As the proposed amendment to Article 9 will qualify the overwhelmingly endorsed amendment to Article 2, this bypass of the normal precursor to constitutional change is all the more troubling. While one might appreciate the need for some legal or constitutional change in this area, the case for urgent constitutional reform has simply not been made. In this connection, it is noteworthy that the actual wording proposed has yet to be published.

In fact, this issue has little to do with pressures on the maternity hospitals and everything to do with the fact that Ireland is the only EU member-state which operates primarily on the jus soli principle of citizenship. In the present context, the fact of being born in Ireland leads not only to an entitlement to Irish citizenship, but also to EU citizenship, with all the rights and benefits associated with that status. While this point is alluded to in departmental briefing documents in support of the referendum proposal, it is noteworthy that the Minister has launched the debate by stressing the more emotive maternity issue.

Does this indicate a lack of confidence in voter capacity to comprehend the arguably valid legal reasons for some change? Why use the emotive argument when the rational argument would suffice? It is difficult to avoid the suspicion that there is a dubious subtext to this proposal.

This is reinforced when one considers the proposed timing of the referendum, especially in light of the previous clear denial by Government that voting would coincide with the June 2004 local elections .

In the context of any election, strategy, tactics and even public discourse are orchestrated for electoral advantage. It is difficult for any political actor to have even the most inconsequential conversation without it becoming politicised. In that heightened atmosphere, the idea of a parallel discourse on something as sensitive as citizenship, and the inevitably related issues of race, culture and identity, is impracticable.

If the Minister wished to neutralise the suspected race factor in this proposal he could start by considering a scheme to "regularise" the position of the 11,000 families with Irish citizen children currently awaiting an indication of his intention to deport along the lines suggested by the Irish Human Rights Commission, CADIC and the Catholic Bishops' Conference.

There is no argument against having a national public debate on all of these issues. In fact such a debate is, arguably, overdue. But context is everything, and such a referendum should be decoupled from an election in which mutual antagonisms of a partisan kind and unproductive debate are the order of the day.

The kind of political consensus that might be achieved by a proper debate is clearly not forthcoming from the initial reaction of Opposition parties. That, of itself, should suffice to postpone this vote.

It may well be the case that jus soli is an illogical basis upon which to fashion citizenship, but so is the usually preferred alternative of jus sanguinis. The former is based on the fortuitous happenstance of birthplace, the latter on the random luck of ancestral pedigree. Both were developed for outmoded and perhaps forgotten models of the state. If neither is inherently logical we must search for a set of contemporary principles upon which to build alternative citizenship laws.

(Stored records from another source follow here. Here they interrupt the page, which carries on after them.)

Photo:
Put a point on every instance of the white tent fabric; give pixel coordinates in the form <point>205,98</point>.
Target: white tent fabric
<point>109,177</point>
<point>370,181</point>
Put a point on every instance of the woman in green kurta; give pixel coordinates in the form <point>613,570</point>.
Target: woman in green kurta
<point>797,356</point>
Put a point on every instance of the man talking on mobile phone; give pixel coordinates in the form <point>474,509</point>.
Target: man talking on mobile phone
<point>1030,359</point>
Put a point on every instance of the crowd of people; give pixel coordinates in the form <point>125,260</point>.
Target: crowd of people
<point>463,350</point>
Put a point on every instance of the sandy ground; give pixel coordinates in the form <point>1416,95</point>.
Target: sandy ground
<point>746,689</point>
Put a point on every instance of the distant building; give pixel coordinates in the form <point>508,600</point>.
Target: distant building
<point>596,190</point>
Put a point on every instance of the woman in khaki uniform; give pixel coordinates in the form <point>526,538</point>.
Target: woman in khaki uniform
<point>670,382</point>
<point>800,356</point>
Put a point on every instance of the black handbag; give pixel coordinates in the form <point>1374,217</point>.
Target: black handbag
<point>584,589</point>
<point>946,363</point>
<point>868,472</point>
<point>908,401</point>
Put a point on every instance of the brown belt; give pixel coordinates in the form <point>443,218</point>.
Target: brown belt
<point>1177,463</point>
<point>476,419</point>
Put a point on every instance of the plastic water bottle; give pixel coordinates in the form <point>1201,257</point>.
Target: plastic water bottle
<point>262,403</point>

These will, of course, be informed by the State's self-interest and, indeed, its sense of its own vulnerability. However, such essentially pragmatic values are not the only foundations upon which to build rational citizenship laws. In today's world of inequality of wealth between the southern and northern hemisphere and the consequent south-north migration patterns, we must recognise that citizenship is a property right which entitles its holders to specific entitlements, protection and assets, while excluding all others. If Irish citizenship is to have moral authority - and citizenship is not a concept devoid of moral content - it must have a normative foundation.

Only a Minister with the extraordinary certainty on all matters that Michael McDowell is possessed of could think this a matter that lends itself to easy and swift resolution.